26 114
Wijziging van het Wetboek van Strafrecht en het Wetboek van Strafvordering en enige andere wetten omtrent de straf van onbetaalde arbeid ten algemenen nutte (taakstraffen)

nr. 9
AMENDEMENT VAN HET LID HALSEMA

Ontvangen 23 november 1999

De ondergetekende stelt het volgende amendement voor:

In artikel II worden na onderdeel D twee nieuwe onderdelen ingevoegd, luidende:

E

Artikel 368 komt te luiden als volgt:

1. Het rechtsgeding wordt voor de politierechter vervolgd indien naar het aanvankelijke oordeel van het openbaar ministerie de zaak van eenvoudige aard is, in het bijzonder ten aanzien van het bewijs en de toepassing van de wet, terwijl de te requireren straf niet meer mag bedragen dan zes maanden gevangenisstraf of driehonderdenzestig uren taakstraf dan wel, indien de gevorderde taakstraf uitsluitend bestaat uit een leerstraf, dan vierhonderdentachtig uren taakstraf.

2. Indien een combinatie van gevangenisstraf en taakstraf wordt gevorderd mag het totaal van de vordering de zes maanden gevangenisstraf niet te boven gaan. Voor de toepassing van dit lid wordt elke twee uur taakstraf gelijkgesteld aan één dag gevangenisstraf.

F

Artikel 369 komt te luiden als volgt:

1. De politierechter is niet bevoegd tot oplegging van een gevangenisstraf van meer dan zes maanden of driehonderdenzestig uren taakstraf dan wel, indien de taakstraf uitsluitend bestaat uit een leerstraf, dan vierhonderdentachtig uren taakstraf.

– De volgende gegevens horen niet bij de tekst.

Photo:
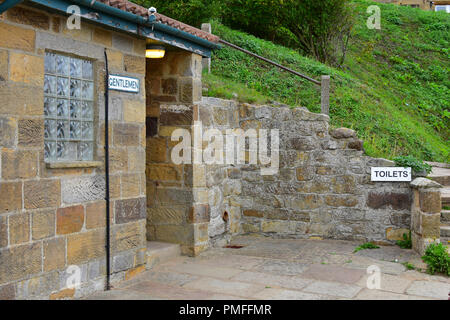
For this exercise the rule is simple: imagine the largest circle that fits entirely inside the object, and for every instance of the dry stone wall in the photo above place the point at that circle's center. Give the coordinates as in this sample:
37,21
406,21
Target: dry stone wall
322,188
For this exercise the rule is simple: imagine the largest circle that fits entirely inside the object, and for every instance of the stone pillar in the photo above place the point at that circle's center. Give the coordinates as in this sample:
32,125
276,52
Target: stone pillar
425,214
206,62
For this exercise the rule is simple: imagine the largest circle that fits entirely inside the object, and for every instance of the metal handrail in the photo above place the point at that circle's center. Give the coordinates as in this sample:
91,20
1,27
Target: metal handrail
324,83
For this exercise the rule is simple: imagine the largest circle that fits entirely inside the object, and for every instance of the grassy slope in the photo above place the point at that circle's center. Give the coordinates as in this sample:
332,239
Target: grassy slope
393,89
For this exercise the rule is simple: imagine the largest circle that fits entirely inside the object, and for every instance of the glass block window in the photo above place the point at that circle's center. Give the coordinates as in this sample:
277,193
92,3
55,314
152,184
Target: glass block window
68,108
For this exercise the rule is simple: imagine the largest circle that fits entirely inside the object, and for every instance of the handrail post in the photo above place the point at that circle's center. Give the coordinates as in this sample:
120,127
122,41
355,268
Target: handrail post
206,62
325,95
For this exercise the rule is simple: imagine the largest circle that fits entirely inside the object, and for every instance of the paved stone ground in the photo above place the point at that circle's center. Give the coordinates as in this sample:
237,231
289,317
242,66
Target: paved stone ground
284,269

2. Indien een combinatie van gevangenisstraf en taakstraf wordt opgelegd mag het totaal van de straffen de zes maanden gevangenisstraf niet te boven gaan. Voor de toepassing van dit lid wordt elke twee uur taakstraf gelijkgesteld aan één dag gevangenisstraf.

Toelichting

Met de invoering van de taakstraf als zelfstandige hoofdstraf, die kan worden opgelegd in combinatie met gevangenisstraf, wordt een aanmerkelijke verruiming gegeven aan de competentie van de politierechter. De combinatie van zes maanden gevangenisstraf en 480 uren taakstraf zou – volgens de rekensleutel die in het nieuwe artikel 22d Wetboek van Strafrecht voor de duur van de vervangende hechtenis wordt gehanteerd – in zwaarte vergelijkbaar zijn met een detentie van veertien maanden. Een dergelijke verzwaring van de door de politierechter op te leggen sancties acht de indiener ongewenst; zij meent dat sancties die in feite de persoonlijke vrijheid van de veroordeelde meer inperken dan zes maanden gevangenisstraf, slechts door een meervoudige kamer mogen worden opgelegd. Het amendement voorziet daarin. Wel wordt ruimte gelaten voor een voortzetting van de huidige praktijk, waarin een intensief leerprogramma als geboden in een Dagtrainingscentrum ook door de politierechter als straf kan worden opgelegd.